The beauty of Amilia K. Spicer’s Wow and Flutter is a lasting thing. This twelve song collection isn’t the sort of release that will experience increasing irrelevance with time but, instead, has a widespread resonance that sets up listeners for repeated listeners. The depth of the composition, the uncluttered manner with which it is being handled, and the eloquently writing fueling every song means that listeners will likely hear something new each time they listen to the songs. She has increased the album’s chances for success thanks to enlisting instrumental support from an assortment of top class accompaniment that never seek out the spotlight and, instead, choose their spots to serve the song. Wow and Flutter is as fine of a recording as you’ll hear today in the Americana/folk genre and sparkles with musical talent and emotional depth.

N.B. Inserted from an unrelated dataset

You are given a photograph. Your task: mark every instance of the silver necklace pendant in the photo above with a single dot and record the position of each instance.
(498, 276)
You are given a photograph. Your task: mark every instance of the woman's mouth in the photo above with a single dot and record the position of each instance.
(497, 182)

It opens with its first single, “Fill Me Up”. The yearning she brings out of this performance is memorable without ever being overly theatrical and the musical synthesis of faint pop elements with the folk and blues textures has a credible sound that never sounds too precious for its own good. Her capacity for surprise and risk taking emerges immediately on the song “Harlan”. It begins with a brief string fanfare that will jolt some on an album like this but transitions nicely into something much different. It is, arguably, one of the purist folk numbers on the album and even has a slight Appalachian uplift in the acoustic guitar and vocal melody. Her storytelling skills are in full evidence before, but “This Town” stands out as a singular example of the high level where she frequently works. Her characters come to life with just the right amount of detail – particularly here. The delicacy continues with the song “Shotgun” and it shows off her talent for molding potentially darker subject matter in a melodic, appealing way.

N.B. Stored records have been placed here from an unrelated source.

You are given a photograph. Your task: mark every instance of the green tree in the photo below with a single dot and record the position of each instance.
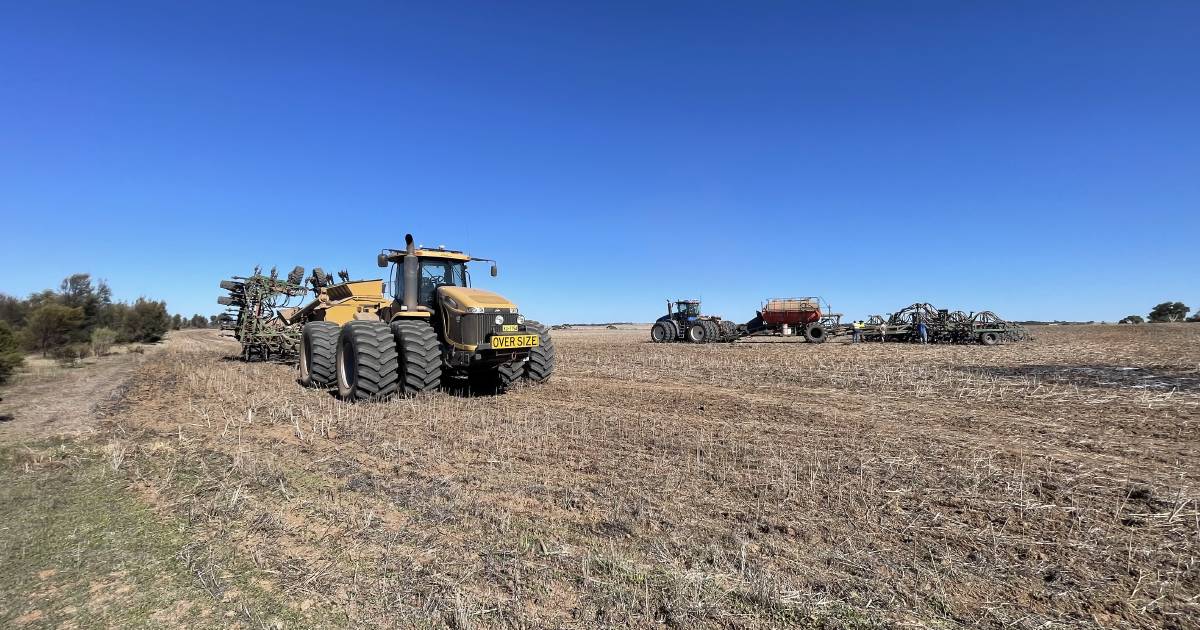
(147, 321)
(79, 291)
(13, 311)
(51, 325)
(1169, 312)
(10, 353)
(102, 340)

The bluesy crawl of “Lightning” makes for one of the more atmospheric efforts on Wow and Flutter and she delivers one of the album’s more sultry performances. This isn’t an artist who plays such moments cheap, however – instead, she pours immense feeling into the vocal and shows patience that few modern singers exercise. Her string of crystalline jewels continues with the lightly cinematic “Windchill” and the vocal harmonies bring a great deal to the song. She takes a different turn on the song “Down to the Bone” and the presentation certainly embodies the title. The musical interplay between piano and acoustic guitar makes the track, but the piano leads the way and Spicer does a beautiful job tailoring her singing to that instrument. There are some lovely electric guitar touches in the number “Wild Horses” and she has her own distinct take on a possibly familiar title and image with a ghostly musical and lyrical mood that paints vivid pictures for the listener. The closing song “Shine” is another standout effort. It ends Wow and Flutter on a stirring high note that’s obviously constructed, but it moves with such patient conviction that it overcomes even a hint of artificiality. Spicer’s collection will really hit home with a large variety of listeners and Wow and Flutter’s greatness opens up her future even more than before.